Trade

Trade exists for many reasons. Due to specialization and division of labor, most people concentrate on a small aspect of production, trading for other products. Trade exists between regions because different regions have a comparative advantage in the production of some tradable commodity, or because different regions' size allows for the benefits of mass production.

Trade originated with the start of communication in prehistoric time. Trading was the main facility of prehistoric people, who bartered goods and services from each other. Peter Watson dates the history of long-distance commerce from circa 150,000 years ago. As such, trade at market prices between locations benefits both locations.

Trade is believed to have taken place throughout much of recorded human history. There is evidence of the exchange of obsidian and flint during the stone age. Materials used for creating jewelry were traded with Egypt since 3000 BCE. Long-range trade routes first appeared in the 3rd millennium BCE, when Sumerians in Mesopotamia traded with the Harappan civilization of the Indus Valley. The Phoenicians were noted sea traders, travelling across the Mediterranean Sea, and as far north as for sources of tin to manufacture bronze. For this purpose they established trade colonies the Greeks called emporia.

From the beginning of Greek civilization until the fall of the Roman empire in the 5th century, a financially lucrative trade brought valuable spice to Europe from the far east, including China. Roman commerce allowed their empire to flourish and endure. Their widespread empire produced a stable and secure transportation network that enabled the shipment of trade goods without fear of significant piracy.

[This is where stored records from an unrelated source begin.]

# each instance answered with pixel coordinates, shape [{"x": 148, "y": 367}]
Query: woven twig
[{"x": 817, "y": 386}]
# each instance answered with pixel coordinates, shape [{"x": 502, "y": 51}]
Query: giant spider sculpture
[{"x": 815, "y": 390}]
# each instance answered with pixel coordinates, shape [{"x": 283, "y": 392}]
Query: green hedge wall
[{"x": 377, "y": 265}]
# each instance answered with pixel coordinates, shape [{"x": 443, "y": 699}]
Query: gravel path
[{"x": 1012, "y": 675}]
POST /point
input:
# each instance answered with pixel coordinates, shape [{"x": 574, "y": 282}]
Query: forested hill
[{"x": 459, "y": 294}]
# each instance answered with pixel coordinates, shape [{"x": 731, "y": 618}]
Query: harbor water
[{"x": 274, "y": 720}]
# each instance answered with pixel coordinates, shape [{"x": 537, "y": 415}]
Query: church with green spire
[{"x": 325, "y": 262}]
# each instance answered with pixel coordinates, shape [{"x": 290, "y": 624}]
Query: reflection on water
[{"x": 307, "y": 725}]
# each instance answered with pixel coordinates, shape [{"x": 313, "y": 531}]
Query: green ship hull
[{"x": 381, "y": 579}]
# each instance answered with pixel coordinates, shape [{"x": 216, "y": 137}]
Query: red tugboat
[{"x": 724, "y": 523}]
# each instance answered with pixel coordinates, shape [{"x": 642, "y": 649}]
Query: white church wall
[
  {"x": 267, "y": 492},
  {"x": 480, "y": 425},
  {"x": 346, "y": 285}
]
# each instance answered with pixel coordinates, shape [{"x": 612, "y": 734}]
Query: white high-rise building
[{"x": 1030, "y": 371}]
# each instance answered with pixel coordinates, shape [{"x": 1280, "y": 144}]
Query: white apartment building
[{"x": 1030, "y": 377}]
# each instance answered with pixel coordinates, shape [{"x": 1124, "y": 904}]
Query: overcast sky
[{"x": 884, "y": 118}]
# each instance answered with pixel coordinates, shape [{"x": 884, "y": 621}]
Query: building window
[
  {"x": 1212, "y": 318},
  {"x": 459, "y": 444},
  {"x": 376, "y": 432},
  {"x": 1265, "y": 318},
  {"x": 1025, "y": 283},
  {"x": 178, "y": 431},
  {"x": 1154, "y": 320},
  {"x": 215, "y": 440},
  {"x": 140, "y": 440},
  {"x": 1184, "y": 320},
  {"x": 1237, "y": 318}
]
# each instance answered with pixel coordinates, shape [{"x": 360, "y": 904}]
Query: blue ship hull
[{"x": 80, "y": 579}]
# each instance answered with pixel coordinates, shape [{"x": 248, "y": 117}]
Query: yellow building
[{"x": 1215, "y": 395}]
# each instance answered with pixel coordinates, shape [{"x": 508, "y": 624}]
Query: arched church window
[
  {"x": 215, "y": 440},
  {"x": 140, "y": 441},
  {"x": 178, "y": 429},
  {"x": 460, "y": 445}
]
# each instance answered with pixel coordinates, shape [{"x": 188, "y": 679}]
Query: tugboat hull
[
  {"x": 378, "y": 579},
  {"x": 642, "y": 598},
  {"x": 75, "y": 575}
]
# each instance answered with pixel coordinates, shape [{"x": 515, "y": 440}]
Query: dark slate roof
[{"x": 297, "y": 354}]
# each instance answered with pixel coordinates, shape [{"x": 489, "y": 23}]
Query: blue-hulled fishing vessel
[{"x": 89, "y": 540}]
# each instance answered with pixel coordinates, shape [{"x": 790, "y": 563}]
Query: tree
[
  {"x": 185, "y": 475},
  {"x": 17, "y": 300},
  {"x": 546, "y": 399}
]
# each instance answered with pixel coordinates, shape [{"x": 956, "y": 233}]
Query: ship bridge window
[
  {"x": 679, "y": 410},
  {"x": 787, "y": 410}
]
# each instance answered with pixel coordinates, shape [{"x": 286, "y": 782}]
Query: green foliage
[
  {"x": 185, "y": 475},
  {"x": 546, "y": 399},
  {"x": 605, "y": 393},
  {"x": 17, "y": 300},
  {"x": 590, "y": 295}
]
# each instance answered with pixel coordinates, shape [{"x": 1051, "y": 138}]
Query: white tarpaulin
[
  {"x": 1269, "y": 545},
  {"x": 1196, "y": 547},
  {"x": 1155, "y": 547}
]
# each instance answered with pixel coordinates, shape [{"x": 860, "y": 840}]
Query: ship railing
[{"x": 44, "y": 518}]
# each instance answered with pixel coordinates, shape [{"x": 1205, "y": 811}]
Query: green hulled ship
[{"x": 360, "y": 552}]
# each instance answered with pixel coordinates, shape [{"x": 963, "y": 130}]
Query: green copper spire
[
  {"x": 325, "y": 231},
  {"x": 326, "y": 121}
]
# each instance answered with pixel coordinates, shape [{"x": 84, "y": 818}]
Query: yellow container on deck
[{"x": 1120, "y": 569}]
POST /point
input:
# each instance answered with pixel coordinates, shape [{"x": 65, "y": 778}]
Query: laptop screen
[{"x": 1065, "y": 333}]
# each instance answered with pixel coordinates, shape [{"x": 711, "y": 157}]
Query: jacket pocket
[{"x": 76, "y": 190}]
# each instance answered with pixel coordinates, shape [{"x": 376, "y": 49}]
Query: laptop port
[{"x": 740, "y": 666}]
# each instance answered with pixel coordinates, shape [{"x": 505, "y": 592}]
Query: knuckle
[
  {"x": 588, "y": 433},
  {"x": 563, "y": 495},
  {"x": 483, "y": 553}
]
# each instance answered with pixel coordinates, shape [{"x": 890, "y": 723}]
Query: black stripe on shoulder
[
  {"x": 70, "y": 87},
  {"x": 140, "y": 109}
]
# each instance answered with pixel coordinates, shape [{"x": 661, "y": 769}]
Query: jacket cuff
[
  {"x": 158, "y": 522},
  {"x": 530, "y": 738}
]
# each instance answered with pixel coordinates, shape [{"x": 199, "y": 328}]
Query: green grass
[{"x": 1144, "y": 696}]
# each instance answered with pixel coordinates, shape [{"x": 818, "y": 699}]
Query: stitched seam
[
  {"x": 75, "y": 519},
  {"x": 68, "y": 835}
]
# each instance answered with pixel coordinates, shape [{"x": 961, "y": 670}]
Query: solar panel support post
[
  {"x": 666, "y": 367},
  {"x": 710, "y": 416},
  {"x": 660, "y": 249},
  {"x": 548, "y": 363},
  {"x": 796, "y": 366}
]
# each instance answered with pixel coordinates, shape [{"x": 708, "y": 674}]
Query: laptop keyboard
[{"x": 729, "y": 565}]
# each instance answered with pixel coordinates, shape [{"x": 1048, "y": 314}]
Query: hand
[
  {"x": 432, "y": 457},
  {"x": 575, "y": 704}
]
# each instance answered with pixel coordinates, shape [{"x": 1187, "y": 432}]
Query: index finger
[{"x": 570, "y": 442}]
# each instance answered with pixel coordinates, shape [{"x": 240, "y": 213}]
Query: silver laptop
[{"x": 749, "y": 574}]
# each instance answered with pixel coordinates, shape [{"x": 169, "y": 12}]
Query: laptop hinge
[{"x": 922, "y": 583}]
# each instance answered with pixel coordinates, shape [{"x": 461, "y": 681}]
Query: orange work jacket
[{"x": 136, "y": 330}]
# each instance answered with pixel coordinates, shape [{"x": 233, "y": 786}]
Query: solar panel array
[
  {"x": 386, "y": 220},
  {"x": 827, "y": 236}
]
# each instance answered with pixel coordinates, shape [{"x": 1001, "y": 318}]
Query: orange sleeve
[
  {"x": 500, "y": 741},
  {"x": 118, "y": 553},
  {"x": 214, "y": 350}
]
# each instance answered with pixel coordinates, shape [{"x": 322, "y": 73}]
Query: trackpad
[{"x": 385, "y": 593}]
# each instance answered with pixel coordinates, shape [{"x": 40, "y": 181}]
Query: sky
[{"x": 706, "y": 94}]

The fall of the Roman empire, and the succeeding Dark Ages brought instability to Western Europe and a near collapse of the trade network. Nevertheless some trade did occur. For instance, Radhanites were a medieval guild or group (the precise meaning of the word is lost to history) of Jewish merchants who traded between the Christians in Europe and the Muslims of the Near East.

From the 8th to the 11th century, the Vikings and Varangians traded as they sailed from and to Scandinavia. Vikings sailed to Western Europe, while Varangians to Russia. The Hanseatic League was an alliance of trading cities that maintained a trade monopoly over most of Northern Europe and the Baltic, between the 13th and 17th centuries.

When an inefficient producer sends the merchandise it produces best to a country able to produce it more efficiently, both countries benefit.

The ascendancy of free trade was primarily based on national advantage in the mid 19th century. That is, the calculation made was whether it was in any particular country's self-interest to open its borders to imports.

The lack of free trade was considered by many as a principal cause of the depression, and World War II. During the war, in 1944, 44 countries signed the Bretton Woods Agreement, intended to prevent national trade barriers, to avoid depressions. It set up rules and institutions to regulate the international political economy: the International Monetary Fund and the International Bank for Reconstruction and Development (later divided into the World Bank and Bank for International Settlements). These organizations became operational in 1946 after enough countries ratified the agreement. In 1947, 23 countries agreed to the General Agreement on Tariffs and Trade to promote free trade.